小较
容辉知道局势后,就打定主意和潇璇一同进退,练功更加勤奋。到了八月,中秋将至。各地堂主忽然借口探望‘明清真人’,要回山共度中秋。
局势渐紧,两个人的话也越来越少。容辉始终记得御医的话:“中秋前若能断根,这病就能全好。”当夜拆完一套剑阵后,主动握住潇璇的手,轻声问:“怕不怕!”
茫茫夜里,那只小手用力回握,十根手指紧紧扣在了一起。她沉默片刻,只说了一个字:“怕!”语声微颤,听得他心里发酸。
“我也怕!”容辉深吸一口气,接着说:“但我既然选了你,就一定会挡在前面!”语声低沉,字字坚定,不容置疑。
潇璇欣然微笑,看着容辉,正色说:“潇月和潇娟两个傻丫头也得我护着!”两个人伫立林中,两颗心似乎连在了一起:“纵然面对刀山火海,也要一起去闯!”只可惜秋风萧索,吹起一层薄雾,藏住了这股豪情。

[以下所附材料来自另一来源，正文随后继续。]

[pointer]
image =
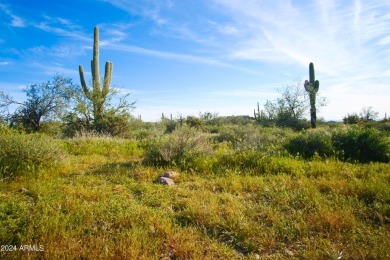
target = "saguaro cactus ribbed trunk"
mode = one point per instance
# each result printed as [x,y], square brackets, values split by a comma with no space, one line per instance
[98,94]
[312,87]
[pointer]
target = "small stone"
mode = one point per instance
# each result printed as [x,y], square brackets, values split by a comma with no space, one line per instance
[165,181]
[170,174]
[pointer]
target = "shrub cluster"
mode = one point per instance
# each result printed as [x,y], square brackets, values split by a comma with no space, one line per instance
[183,143]
[25,153]
[349,144]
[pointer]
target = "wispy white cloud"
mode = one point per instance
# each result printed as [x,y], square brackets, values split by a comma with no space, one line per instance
[15,21]
[177,56]
[61,27]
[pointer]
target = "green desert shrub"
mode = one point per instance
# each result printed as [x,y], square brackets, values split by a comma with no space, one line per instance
[311,142]
[361,145]
[25,153]
[183,143]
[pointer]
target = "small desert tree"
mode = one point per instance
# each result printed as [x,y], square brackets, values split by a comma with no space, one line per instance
[100,97]
[289,110]
[45,101]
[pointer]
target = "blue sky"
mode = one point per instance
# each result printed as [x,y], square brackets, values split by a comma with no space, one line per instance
[191,56]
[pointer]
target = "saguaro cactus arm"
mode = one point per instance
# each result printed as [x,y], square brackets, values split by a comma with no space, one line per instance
[83,84]
[97,95]
[312,87]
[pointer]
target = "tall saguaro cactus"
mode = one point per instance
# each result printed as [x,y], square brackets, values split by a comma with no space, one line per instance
[312,87]
[98,94]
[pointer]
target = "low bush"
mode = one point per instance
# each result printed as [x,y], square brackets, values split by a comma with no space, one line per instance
[311,142]
[361,145]
[26,153]
[183,143]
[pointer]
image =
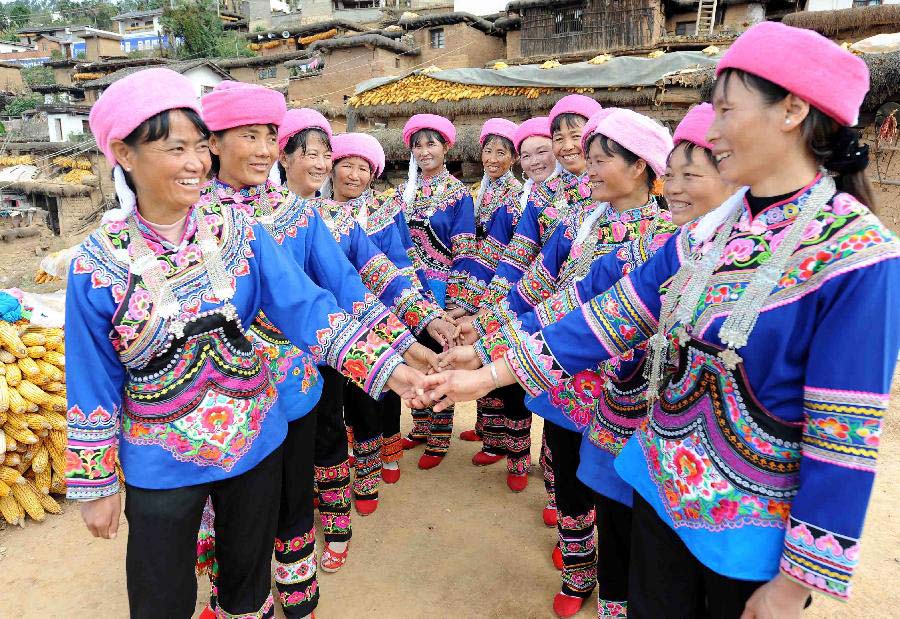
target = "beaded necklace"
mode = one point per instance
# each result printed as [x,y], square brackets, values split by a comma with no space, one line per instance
[145,264]
[692,280]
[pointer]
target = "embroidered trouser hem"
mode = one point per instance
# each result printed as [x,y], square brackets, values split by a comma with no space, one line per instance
[295,540]
[613,555]
[575,509]
[162,543]
[332,464]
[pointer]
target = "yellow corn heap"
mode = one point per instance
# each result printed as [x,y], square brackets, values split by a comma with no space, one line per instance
[72,163]
[418,87]
[7,160]
[32,421]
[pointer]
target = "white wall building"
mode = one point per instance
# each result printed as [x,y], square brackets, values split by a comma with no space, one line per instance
[832,5]
[480,7]
[66,121]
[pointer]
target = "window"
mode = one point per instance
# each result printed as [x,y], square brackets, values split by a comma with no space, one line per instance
[685,28]
[437,38]
[568,21]
[267,73]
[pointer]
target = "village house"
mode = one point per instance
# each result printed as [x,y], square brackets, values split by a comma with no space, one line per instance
[11,78]
[96,44]
[203,73]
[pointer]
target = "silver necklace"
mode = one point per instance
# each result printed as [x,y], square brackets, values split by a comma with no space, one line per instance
[692,280]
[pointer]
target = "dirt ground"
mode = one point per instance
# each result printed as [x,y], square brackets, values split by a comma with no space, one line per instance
[450,542]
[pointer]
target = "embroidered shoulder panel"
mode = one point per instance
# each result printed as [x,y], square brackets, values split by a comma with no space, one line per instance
[843,237]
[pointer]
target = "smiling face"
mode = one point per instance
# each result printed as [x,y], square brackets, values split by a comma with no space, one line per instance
[167,172]
[746,132]
[567,143]
[537,158]
[352,176]
[246,154]
[429,152]
[612,176]
[307,168]
[693,185]
[497,156]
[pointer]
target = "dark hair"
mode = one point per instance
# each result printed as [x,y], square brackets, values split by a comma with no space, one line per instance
[504,142]
[833,145]
[429,134]
[300,140]
[215,158]
[689,149]
[569,119]
[158,127]
[613,149]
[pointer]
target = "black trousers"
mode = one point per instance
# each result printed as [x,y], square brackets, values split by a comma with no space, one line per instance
[667,581]
[162,543]
[295,538]
[331,459]
[614,521]
[575,513]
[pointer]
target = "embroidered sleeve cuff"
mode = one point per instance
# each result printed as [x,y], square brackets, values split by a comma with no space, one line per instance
[492,347]
[403,343]
[819,559]
[91,469]
[533,365]
[557,306]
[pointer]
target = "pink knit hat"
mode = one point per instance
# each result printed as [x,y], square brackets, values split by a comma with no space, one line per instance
[295,121]
[533,127]
[639,134]
[118,112]
[590,128]
[498,126]
[804,62]
[235,104]
[574,104]
[694,126]
[429,121]
[358,145]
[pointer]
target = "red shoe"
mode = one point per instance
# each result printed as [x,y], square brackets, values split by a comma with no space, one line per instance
[390,476]
[516,483]
[483,458]
[332,561]
[566,605]
[366,507]
[411,443]
[469,435]
[556,557]
[549,516]
[429,462]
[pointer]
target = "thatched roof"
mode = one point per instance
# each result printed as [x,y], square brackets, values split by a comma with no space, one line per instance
[448,19]
[54,88]
[259,61]
[467,147]
[301,30]
[884,72]
[832,23]
[179,67]
[49,188]
[505,105]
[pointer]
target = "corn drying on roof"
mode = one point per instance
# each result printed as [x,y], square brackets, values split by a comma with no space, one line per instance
[527,80]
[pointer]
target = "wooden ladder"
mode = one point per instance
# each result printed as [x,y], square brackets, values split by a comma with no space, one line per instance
[706,16]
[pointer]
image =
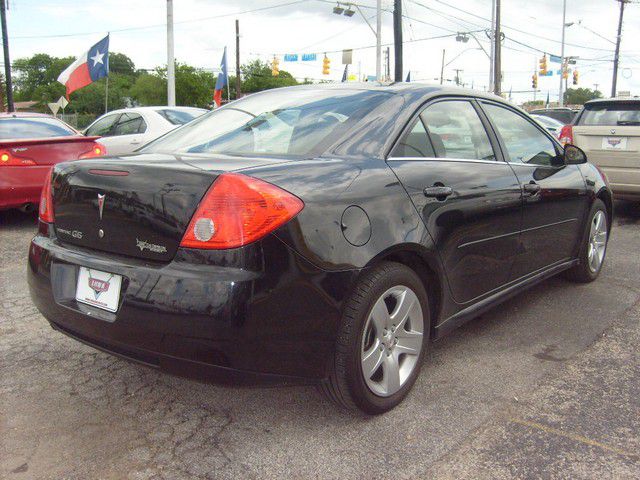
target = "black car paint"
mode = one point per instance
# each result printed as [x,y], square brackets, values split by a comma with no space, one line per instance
[273,307]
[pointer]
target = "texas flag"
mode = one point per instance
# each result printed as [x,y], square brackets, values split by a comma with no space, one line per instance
[88,67]
[222,79]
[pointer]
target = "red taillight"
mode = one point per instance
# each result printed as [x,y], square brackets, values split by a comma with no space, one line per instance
[566,135]
[46,201]
[8,160]
[97,150]
[238,210]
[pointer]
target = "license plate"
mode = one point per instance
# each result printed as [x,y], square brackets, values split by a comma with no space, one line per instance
[99,289]
[614,143]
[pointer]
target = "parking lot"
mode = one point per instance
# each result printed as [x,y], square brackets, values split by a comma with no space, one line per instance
[545,386]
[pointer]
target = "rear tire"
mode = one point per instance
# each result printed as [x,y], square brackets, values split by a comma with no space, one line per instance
[385,332]
[593,247]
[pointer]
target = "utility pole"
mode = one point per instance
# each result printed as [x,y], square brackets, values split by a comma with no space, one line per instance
[562,60]
[497,60]
[616,58]
[171,64]
[237,58]
[379,40]
[7,62]
[493,45]
[397,38]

中秋节又是“太阴朝元之辰”,白天要小较拳脚,晚上要焚香守夜。清晨时分,秋高气爽。赵长老披了件宝蓝底云纹大氅,亲率十二位监察长老,往‘紫薇殿’敬香。然后是陆潇诚领着八房首座,敬香叩祝。再是各房管事,各地堂主,依次敬香叩祝。
‘朝元礼’后,赵长老又领众人去看新弟子小校。校场在“太极门”外,青砖铺地,十丈见方。场中摆着一圈盆菊,围出了片五丈正方的空地。北面摆着十四张矮几,几后放着蒲团,由十三位长老就坐。中间空出一位,本该由掌门就坐。

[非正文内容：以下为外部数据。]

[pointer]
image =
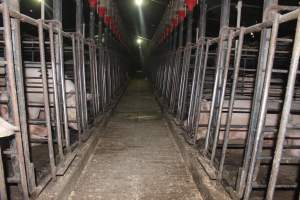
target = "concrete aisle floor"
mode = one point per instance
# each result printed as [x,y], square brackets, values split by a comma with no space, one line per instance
[137,158]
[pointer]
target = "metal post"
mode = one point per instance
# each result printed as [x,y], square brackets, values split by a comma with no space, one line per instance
[285,113]
[224,68]
[79,8]
[55,87]
[46,99]
[225,14]
[261,118]
[18,64]
[57,10]
[202,19]
[3,192]
[13,95]
[231,102]
[257,96]
[92,23]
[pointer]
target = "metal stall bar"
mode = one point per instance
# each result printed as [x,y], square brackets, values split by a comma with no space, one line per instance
[259,134]
[221,92]
[92,83]
[78,90]
[3,194]
[231,102]
[285,113]
[217,75]
[16,45]
[55,87]
[13,99]
[63,87]
[46,99]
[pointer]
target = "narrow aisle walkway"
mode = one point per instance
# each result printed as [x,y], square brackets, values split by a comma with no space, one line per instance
[137,158]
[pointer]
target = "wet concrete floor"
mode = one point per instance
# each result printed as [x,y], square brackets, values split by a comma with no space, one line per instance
[137,158]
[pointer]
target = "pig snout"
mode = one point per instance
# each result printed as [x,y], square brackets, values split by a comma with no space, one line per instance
[6,129]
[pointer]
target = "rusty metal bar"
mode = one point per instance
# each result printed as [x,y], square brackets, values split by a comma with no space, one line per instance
[46,99]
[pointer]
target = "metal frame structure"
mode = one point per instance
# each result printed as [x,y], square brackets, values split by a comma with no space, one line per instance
[221,75]
[98,74]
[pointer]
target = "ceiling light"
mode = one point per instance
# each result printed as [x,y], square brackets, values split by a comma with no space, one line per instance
[139,2]
[139,41]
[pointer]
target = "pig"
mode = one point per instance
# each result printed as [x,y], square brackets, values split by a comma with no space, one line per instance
[242,118]
[33,78]
[6,129]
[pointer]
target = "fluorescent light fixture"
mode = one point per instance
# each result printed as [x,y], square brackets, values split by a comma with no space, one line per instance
[139,2]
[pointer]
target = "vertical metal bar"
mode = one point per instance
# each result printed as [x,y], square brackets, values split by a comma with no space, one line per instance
[218,65]
[92,85]
[13,96]
[63,87]
[57,107]
[92,23]
[262,60]
[263,111]
[3,192]
[77,90]
[19,75]
[231,101]
[82,48]
[79,10]
[222,95]
[198,112]
[46,99]
[285,113]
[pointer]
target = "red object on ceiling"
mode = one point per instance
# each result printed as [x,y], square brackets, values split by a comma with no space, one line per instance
[93,3]
[174,23]
[181,15]
[101,11]
[107,20]
[190,4]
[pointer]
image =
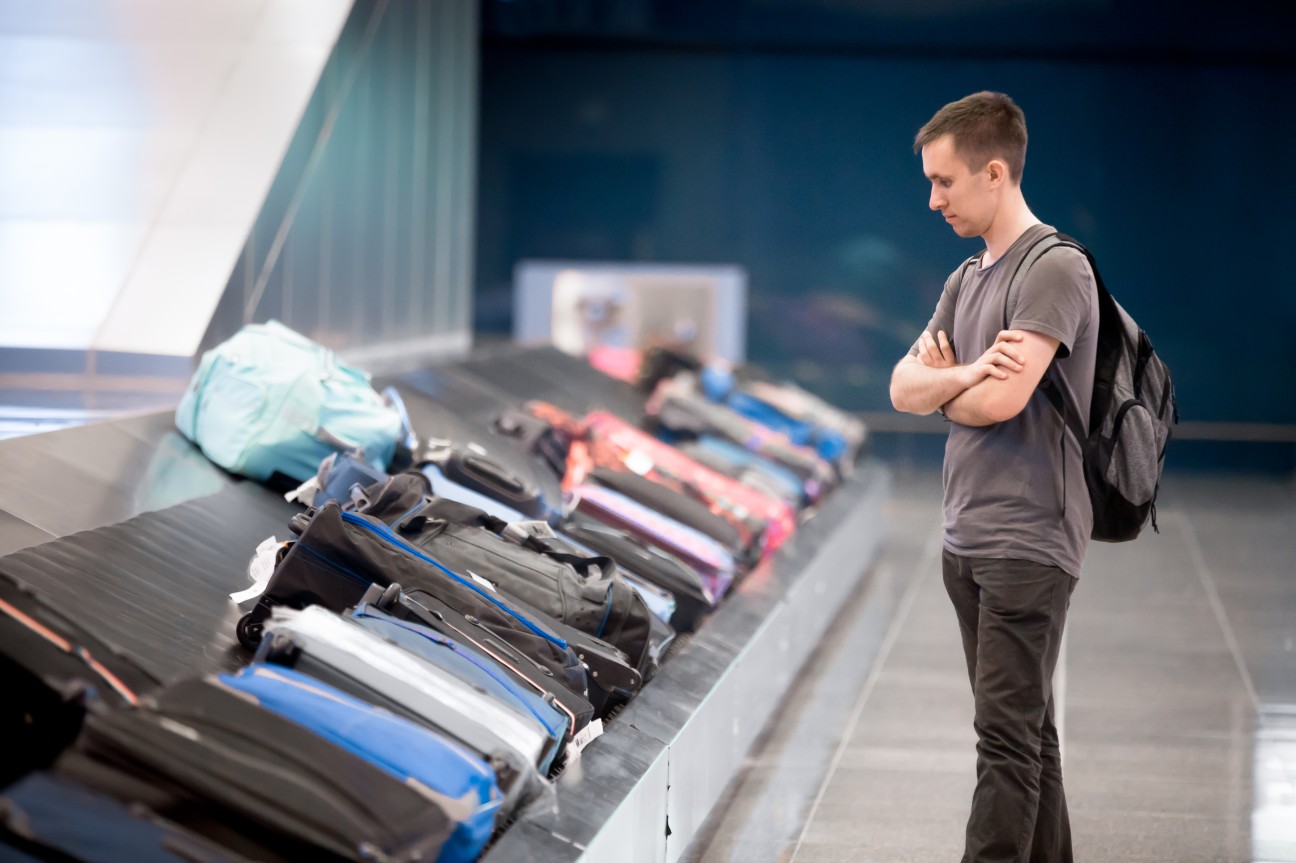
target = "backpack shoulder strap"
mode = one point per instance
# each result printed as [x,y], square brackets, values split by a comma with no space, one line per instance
[963,271]
[1037,250]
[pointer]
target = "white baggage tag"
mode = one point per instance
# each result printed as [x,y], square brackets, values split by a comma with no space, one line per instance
[481,581]
[639,461]
[305,493]
[259,569]
[583,739]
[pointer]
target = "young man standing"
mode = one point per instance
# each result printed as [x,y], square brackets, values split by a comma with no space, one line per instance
[1016,509]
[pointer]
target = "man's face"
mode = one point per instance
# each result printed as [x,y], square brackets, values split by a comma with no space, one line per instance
[960,196]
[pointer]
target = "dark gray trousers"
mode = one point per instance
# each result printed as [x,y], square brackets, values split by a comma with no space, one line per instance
[1011,616]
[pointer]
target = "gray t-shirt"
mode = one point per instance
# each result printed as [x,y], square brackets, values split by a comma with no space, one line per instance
[1016,489]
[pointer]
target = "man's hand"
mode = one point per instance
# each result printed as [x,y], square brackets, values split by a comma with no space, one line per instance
[931,379]
[1003,356]
[936,353]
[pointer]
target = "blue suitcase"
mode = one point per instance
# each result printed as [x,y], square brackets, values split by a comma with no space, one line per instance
[464,784]
[471,666]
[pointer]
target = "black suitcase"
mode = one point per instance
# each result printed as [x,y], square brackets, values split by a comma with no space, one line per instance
[338,555]
[525,561]
[694,599]
[47,816]
[215,762]
[427,609]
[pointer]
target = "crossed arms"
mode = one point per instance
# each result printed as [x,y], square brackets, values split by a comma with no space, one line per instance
[992,389]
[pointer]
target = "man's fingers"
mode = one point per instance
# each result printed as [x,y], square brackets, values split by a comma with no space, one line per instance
[946,349]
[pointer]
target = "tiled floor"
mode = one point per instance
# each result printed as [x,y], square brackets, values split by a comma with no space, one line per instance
[1177,693]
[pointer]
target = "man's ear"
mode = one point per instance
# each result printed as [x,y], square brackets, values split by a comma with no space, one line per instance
[997,170]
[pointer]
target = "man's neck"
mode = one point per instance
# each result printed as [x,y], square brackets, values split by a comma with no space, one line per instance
[1014,219]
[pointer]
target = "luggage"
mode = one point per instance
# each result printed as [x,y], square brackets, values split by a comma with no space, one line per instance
[723,494]
[347,656]
[671,504]
[659,600]
[481,673]
[270,401]
[695,594]
[338,555]
[679,410]
[806,419]
[695,548]
[748,468]
[491,478]
[48,816]
[565,690]
[211,758]
[48,669]
[585,592]
[462,784]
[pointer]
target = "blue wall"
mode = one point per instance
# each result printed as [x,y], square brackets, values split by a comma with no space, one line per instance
[798,166]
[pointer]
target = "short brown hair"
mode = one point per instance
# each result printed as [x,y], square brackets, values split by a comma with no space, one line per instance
[984,126]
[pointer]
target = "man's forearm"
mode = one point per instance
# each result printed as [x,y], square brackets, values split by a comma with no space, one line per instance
[920,389]
[970,406]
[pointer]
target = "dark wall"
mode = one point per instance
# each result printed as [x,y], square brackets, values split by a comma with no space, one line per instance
[792,157]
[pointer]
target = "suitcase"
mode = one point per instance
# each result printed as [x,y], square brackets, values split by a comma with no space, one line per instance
[751,469]
[725,494]
[48,667]
[477,713]
[695,594]
[48,816]
[565,692]
[270,401]
[211,758]
[522,560]
[462,784]
[678,408]
[695,548]
[338,555]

赵长老在人群里看见潇璇,就招呼他:“楚师侄,来来来,你坐这里!”
潇璇今天梳了宝髻,戴了红宝石耳坠,穿着橘黄深衣,人群中十分醒目。她微微一怔,走出来敛衽一礼:“长辈在上,弟子怎敢并作!”端凝持稳,不卑不亢。
众人见她头戴银钗,凤头衔穗,秋风中闪闪发亮。衣绣紫菊,腰佩宝剑,又引得一阵议论。堂主们见了不由抚额:“果然是掌门弟子,娇生惯养!”“金玉其外,哪里有半点武风!”“邯郸学步,还真以为自己是小姐不成?”……怎么看她,怎么不顺眼。

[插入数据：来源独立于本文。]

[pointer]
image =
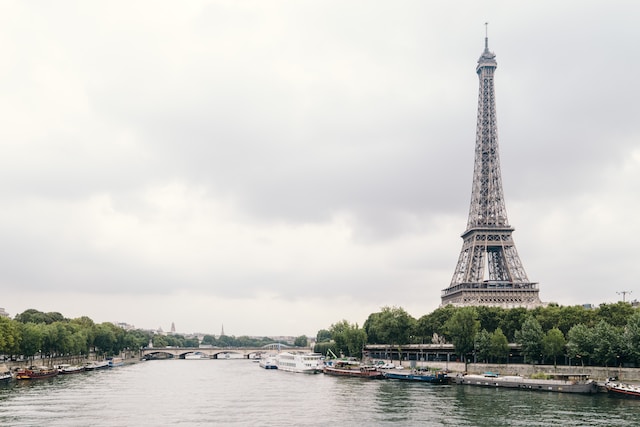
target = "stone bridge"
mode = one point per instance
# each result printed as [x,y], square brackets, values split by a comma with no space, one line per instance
[216,352]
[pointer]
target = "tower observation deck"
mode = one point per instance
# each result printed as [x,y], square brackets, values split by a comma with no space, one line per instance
[489,271]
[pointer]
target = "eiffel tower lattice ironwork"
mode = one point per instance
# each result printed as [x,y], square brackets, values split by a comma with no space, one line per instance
[489,271]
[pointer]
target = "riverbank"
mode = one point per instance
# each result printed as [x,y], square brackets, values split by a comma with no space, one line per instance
[127,358]
[598,373]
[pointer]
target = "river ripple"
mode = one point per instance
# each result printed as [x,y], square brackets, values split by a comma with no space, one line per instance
[238,392]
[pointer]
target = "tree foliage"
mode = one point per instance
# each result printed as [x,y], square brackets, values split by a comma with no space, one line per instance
[462,327]
[553,344]
[530,338]
[392,325]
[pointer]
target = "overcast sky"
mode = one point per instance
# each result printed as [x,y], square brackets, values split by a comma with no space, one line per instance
[278,166]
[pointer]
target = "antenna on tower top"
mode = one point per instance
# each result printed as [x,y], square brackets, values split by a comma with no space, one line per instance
[486,35]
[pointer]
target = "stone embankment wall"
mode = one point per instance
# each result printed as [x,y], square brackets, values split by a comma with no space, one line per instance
[597,373]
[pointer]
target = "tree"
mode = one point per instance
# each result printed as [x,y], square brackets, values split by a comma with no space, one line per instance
[499,347]
[393,325]
[575,315]
[579,344]
[34,316]
[632,336]
[530,338]
[462,327]
[209,340]
[607,344]
[434,322]
[616,314]
[513,321]
[553,344]
[490,317]
[32,337]
[9,336]
[482,345]
[105,340]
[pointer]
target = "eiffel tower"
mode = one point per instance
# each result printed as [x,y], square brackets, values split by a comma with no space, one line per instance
[489,271]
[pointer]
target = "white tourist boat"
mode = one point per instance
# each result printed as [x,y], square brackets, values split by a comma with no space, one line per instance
[563,383]
[196,356]
[268,361]
[307,363]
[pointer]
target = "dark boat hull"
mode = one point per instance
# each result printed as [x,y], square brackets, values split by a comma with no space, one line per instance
[30,374]
[371,373]
[623,390]
[438,378]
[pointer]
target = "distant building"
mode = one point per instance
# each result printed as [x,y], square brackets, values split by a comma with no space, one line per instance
[124,325]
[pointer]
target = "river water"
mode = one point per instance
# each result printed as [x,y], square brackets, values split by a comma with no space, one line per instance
[238,393]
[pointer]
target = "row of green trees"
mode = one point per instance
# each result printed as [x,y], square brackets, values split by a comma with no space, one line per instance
[608,335]
[34,333]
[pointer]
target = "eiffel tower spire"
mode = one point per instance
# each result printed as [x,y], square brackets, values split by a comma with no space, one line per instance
[489,270]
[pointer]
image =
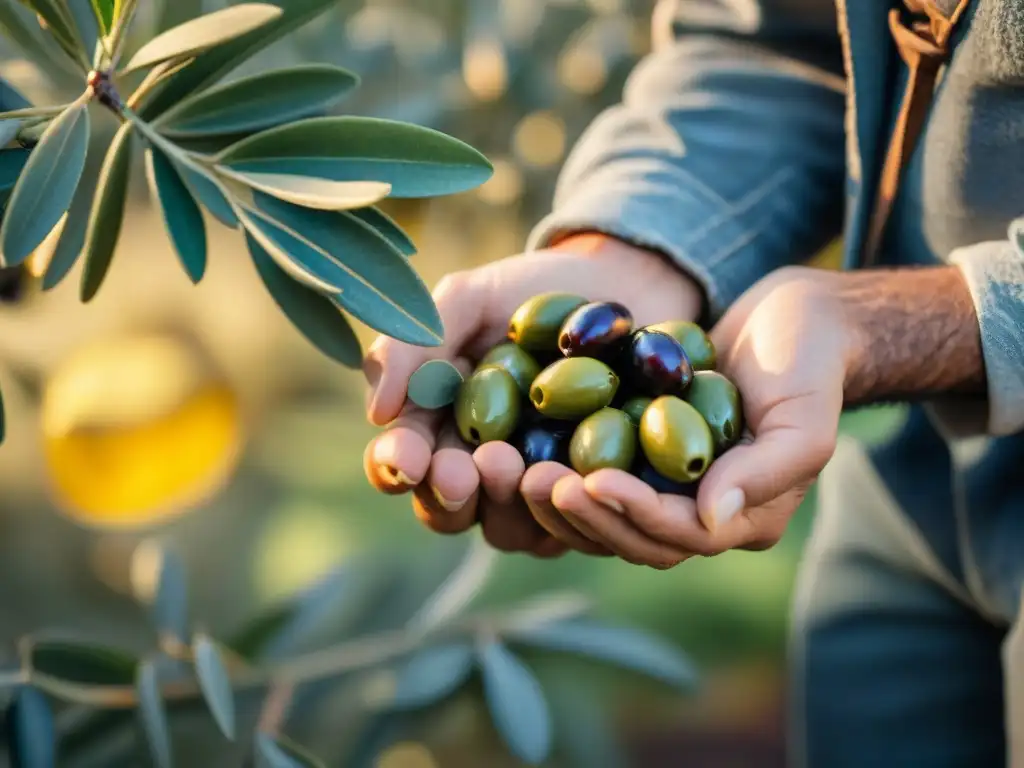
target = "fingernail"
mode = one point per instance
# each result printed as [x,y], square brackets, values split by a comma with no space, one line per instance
[610,504]
[393,476]
[445,504]
[729,505]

少女们却为她欣叹:“快看快看,她又穿新装了!”“她绣的是紫色的瓜叶菊,紫色的,紫色的呀!我怎么没想到秋天还能这样穿紫色!”……
赵长老忽见一片哗然,有些错愕。轻咳一声,伸手相请:“你当得起,来来来!”潇璇视而不见,听而不闻,悠悠然再施一礼,坐到了首位,又引得一众堂主怒目而视。
场地南面交错摆着两列蒲团,两列条凳,由新上山的弟子和执事就坐。相熟的搭伙坐在一起,秦家兄弟和万荣合坐了张条凳,容辉抢着坐在了他们旁边。抬头平视,只见长老们头戴羽冠,身穿克丝鹤氅,也是席地而坐。秋风拂过,须发轻扬,端的是道骨仙风。
长老席后交错摆了两列八仙桌,桌前坐着一众劲装青年。一个个身姿如松,横眉冷目,正是山中护法。他叹为观止:“二十八桌,每桌四个,一百多个高手,就坐在她身后。要是一起出手……”他不敢往下想,直吓得激灵灵打了个寒颤,又看向东席。
陆潇诚领着八大首座,稀稀疏疏地坐了九桌。他们身后坐着各自的得意门生,在后面是两列八仙桌,坐着山上二、三等的管事。容辉看见了“水云堂”首座余潇清,看见了“寮房”首座孙潇谨。他们也身后都坐着一大群弟子,心头不由一松:“若真打起来,也总算有人帮忙!”又看向西席。
那里坐着各地来的堂主,其中有肌肉健硕的壮汉,有羽扇纶巾的俊生,有郎情妾意的夫妇,也有目含精光的老者。一个个锦衣华服,都是主持一域生意的“大当家”。他们身后也坐着自己的得意门生,和随行上山的护法。